Researchers from ETH Zurich have launched a new competition for autonomous driving. The playing field for the competition is Duckietown. In this model town, small self-driving taxis equipped with a minicomputer, a camera, and a few LEDs transport ducklings from A to B. The platform was created at the Massachusetts Institute of Technology (MIT) and developed further at ETH Zurich.
The participants in the “Artificial Intelligence Driving Olympics”, abbreviated as “AI-DO”, have to teach these little robot taxis to stay in their lane, recognise objects and to avoid them or to interact with them as part of the complete taxi fleet in Duckietown.
Andrea Censi and Jacopo Tani, assistants to ETH Professor Emilio Frazzoli, came up with the idea for the competition. They would like to use the event to test the limits and possibilities of machine learning in physical robots.
Can artificial intelligence steer cars?
The research question to be investigated in the competition: Can artificial intelligence (AI) soon make an active contribution to steering autonomous vehicles in the streets? Today, machine learning helps cars to do things like detect objects. But it does not actively make decisions. “Some robotics researchers think that this will soon be possible. Censi remains sceptical. “But if my colleagues believe that they can implement that on real streets, then they should be able to do that in Duckietown easily,” he says with a chuckle. “They can prove it in our competition.”
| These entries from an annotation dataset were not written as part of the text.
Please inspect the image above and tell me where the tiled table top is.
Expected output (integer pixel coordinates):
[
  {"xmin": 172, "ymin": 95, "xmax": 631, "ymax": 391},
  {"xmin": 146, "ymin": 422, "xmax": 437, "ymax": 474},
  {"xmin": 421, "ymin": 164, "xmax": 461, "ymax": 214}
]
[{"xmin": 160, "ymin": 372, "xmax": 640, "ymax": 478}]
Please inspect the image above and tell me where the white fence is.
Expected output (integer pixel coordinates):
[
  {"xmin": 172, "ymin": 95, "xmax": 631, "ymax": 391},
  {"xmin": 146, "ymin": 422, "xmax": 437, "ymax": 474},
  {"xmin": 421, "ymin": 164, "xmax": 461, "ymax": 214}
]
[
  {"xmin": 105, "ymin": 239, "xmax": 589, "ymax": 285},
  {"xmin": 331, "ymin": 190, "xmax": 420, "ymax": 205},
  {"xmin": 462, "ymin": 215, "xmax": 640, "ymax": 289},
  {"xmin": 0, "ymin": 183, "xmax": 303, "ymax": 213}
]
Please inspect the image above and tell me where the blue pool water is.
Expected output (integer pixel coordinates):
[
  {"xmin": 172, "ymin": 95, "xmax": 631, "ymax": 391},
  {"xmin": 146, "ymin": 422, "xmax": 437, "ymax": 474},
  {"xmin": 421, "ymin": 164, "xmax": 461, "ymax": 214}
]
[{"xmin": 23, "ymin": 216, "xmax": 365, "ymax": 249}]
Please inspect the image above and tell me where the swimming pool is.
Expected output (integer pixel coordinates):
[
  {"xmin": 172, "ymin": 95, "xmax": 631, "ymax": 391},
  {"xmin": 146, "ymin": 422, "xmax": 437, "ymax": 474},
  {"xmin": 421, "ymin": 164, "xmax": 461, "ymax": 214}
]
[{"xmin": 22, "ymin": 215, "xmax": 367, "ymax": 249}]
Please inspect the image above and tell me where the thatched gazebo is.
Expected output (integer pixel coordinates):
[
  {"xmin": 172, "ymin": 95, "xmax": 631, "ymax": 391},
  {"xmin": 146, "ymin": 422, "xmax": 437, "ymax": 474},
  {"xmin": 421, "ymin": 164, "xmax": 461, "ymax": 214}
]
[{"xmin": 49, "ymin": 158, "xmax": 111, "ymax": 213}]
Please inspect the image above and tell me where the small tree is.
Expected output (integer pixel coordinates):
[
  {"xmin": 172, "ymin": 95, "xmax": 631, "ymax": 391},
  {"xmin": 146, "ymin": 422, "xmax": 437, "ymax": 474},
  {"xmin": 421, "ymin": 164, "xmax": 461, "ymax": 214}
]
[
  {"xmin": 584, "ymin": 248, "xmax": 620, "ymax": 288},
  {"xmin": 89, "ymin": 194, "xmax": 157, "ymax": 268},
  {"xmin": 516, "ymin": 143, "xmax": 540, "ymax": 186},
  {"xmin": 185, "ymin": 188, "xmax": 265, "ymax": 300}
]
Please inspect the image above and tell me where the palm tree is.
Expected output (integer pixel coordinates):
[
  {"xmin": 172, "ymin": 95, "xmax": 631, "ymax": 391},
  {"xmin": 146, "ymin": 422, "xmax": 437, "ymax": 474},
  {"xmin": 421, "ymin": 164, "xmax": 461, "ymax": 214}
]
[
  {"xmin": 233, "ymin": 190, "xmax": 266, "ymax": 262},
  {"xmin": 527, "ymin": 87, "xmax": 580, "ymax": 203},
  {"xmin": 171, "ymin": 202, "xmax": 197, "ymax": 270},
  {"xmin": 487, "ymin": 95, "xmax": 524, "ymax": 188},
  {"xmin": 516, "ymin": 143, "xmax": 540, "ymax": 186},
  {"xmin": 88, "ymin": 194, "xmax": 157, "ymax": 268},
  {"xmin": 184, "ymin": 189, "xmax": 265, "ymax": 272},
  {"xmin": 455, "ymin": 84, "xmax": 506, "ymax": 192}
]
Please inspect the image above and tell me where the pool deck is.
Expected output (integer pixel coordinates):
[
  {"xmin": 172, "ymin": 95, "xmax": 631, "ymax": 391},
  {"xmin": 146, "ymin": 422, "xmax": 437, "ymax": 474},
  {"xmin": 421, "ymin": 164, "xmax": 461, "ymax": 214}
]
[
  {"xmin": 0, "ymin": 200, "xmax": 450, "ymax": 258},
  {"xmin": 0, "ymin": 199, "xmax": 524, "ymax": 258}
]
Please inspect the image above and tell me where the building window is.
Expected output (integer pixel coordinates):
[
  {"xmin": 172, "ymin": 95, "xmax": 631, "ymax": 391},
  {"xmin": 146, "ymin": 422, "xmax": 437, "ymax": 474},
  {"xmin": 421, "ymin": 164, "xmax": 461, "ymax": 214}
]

Participants receive access to a basic code, simulators in the Amazon cloud, and the so-called robotarium: an autonomous Duckietown platform with remote access that Jacopo Tani and his team have developed and built in the mechanics lab at ETH Zurich. In the qualification phase, teams from around the world work on the code for different tasks. Using “containers” – packets of code that can be implemented on the robots at the touch of a key – they can test and then ultimately set up their code.